The Work of Sons

Walk the fields,
feel the earth
plunge deep into the soil
dig up the stones,
pluck up the weeds,
let pour your sweat and toil.
walk the fields,
feel the mud
seeping up between your toes,
Walk the fields,
and scatter seed,
and see what grows


I gathered up a little bit of moneywort,
some bluebells, and the flowers
that might be the same shade as your eyes.
I tied them all together with the stem of a
frost-burnt lily,
couldn’t picture your face,
No matter how hard I tried.
I thought of putting them in water,
I thought of pressing them until they dried,
I thought of leaving them with you to top your deep, cold cradle.
It doesn’t really matter, all the things I thought of doing
all that matters is what I did.
Untied the bundle, went out to the dumpster,
and tossed in every solitary

Autumn Frost

The flags of summer have all flown
And now are strewn about my home;
Begonias lay, all drabs and grays,
Suffering in degrading ways.

Some subtle portal called my own
Through which the sunshine stabbed and played
Is rayless, dark, with doom foretold
Of slush and sleet and snow and cold.

The season slips towards decline
With brakes stuttering in the slide;
Screeching shrilly,  joy-dead drunks
Hunker down and enjoy the ride.

Yet there are roots and dreaming trunks
Patiently waiting to revive.


I cannot survive another winter, here.
In Spring, I plant the hard-shelled seeds
and watch the fingers erupt from the earth;
In Summer, I pluck the flowers, the fruit,
the fragrant things,
the offered vittles,
and in Autumn,
(that most loathsome of seasons),
I watch the vines curl, the leaves
prune and blacken, I
see the fruit molder,
fluffy mildews, crown-rot,
the vibrant greens drain to brown,
to gray,
Drooping at every frost
like sickly children.
I think,
I cannot survive another Winter, here,
and long to see the Spring.


The startling scream
like one shocked from a dream,
the feathers, the flight
dangerously downward,
like free-falling knives
to puncture the lake
as a shot mirror breaks,
the shards ripple out
in a moment of doubt,
the wings skip a beat
and the catch is complete.

He emerges, reborn,
a corkscrew of motion
writhing, wriggling
like old film distortion,
until his feathers dry out.
a good day for the seahawk
is a bad day for the trout.

Glory to the Things I’ve Known

I have known the drenching heat

Deep in clay-rich soil’s cracks

And fissures, the squeaking mice

Starving in their fallow fields, the bald-head

Vultures circling desiccated streambeds

To feast on bloated, popping bluegill.

I have known the quoggy springs,

The hungry mud gobbling boots,

And trees uprooted, swept away,

The world a river, the end downstream,

And all, all adrift in the swell

In The Garden

I am alone in the loveliest way
twining petunias in my hair,
and cupping the showy begonias.

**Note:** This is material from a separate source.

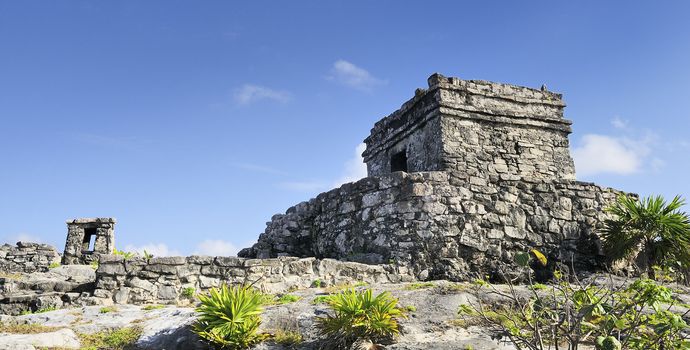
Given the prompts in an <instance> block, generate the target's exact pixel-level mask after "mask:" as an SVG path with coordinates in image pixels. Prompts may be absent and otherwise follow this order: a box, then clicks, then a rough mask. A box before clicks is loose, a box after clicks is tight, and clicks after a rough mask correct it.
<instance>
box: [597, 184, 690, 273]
mask: <svg viewBox="0 0 690 350" xmlns="http://www.w3.org/2000/svg"><path fill="white" fill-rule="evenodd" d="M684 204H685V200H684V199H682V198H681V197H679V196H676V197H675V198H673V200H671V202H670V203H667V202H666V201H665V200H664V199H663V198H662V197H661V196H652V197H647V198H643V199H641V200H640V199H637V198H636V197H631V196H620V197H618V199H617V201H616V202H615V203H614V204H613V205H612V206H610V207H609V208H607V209H606V212H608V213H609V214H612V216H613V218H611V219H609V220H606V221H605V229H604V230H603V233H602V239H603V242H604V250H605V251H606V255H607V256H608V257H609V258H610V259H611V260H612V261H614V262H615V261H628V262H629V261H630V260H631V259H636V262H637V263H638V267H639V269H640V270H641V272H642V273H645V274H647V276H648V277H649V278H651V279H654V278H655V269H654V268H653V267H654V266H659V267H661V268H662V270H666V271H669V272H671V273H677V277H678V279H680V280H684V279H685V278H684V277H685V274H684V273H683V272H685V271H687V270H688V268H690V217H689V216H688V214H687V213H685V212H681V211H680V208H682V207H683V205H684Z"/></svg>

I am
full of love in the loneliest way,
the way that wishes to share and
show something wonderful with another.

I am learning to be with others,
my tongue seeking out syllables though
it is not used to the cadence.

I am learning to be by myself,
and there’s nothing harder
in such a beautiful garden.

Three Faces Of The Old Oak on Maple Ridge Lane

Radislav Drobnik wiped his face with a kerchief
and looked out onto the furrows;
the pale and growing things peeked out and
up at the sun from their little burrows.
Hot, too hot, he thought-he-thought,
and went to plant the seeds of shade.

The Man from Down South had a secret name,
and when they caught him and brought him
to the tall oak tree on a dead foreigner’s land,
his last moments were fists and hate and

“Will you love me forever?” she asked, as
the knife slid through the old oak tree:
S.N. + J.M.K ’78.
“Of course, of course, as long as I
can think, I will think only
of loving you.”

One Hour Old

Sunlight spills across the blacktop,
The thawing frost brings up crocuses,
My eyes can’t focus in the cold,
and I’m one hour old.

I catch the breeze on my tongue,
Minty like that green-stick gum,
I’m alive, I’m alive,
I’m alive, I’m alive,
and I’m one hour old.

Betrayed the disease I had my faith in,
you’re doing well, so I’m told,
Some moments lift our wheels out from the mud,
and I’m one hour old.

The turkeys babble and I don’t hear it,
There’s more sounds than I can hold,
The groundhogs watch me in their coded way,
And everything is one hour old.

Green Ash

Through the woods by Indian Creek
on a hill that slopes like a starling’s beak
There is an ancient, thick-grown ash
(spared by loggers  on every pass)
with brotherly branches flinging wide,
wild from growth and tall as pride.

A forester measured it out for oars,
at five hundred, maybe more,
but no man wants to heave the ax
that takes such beauty down at last.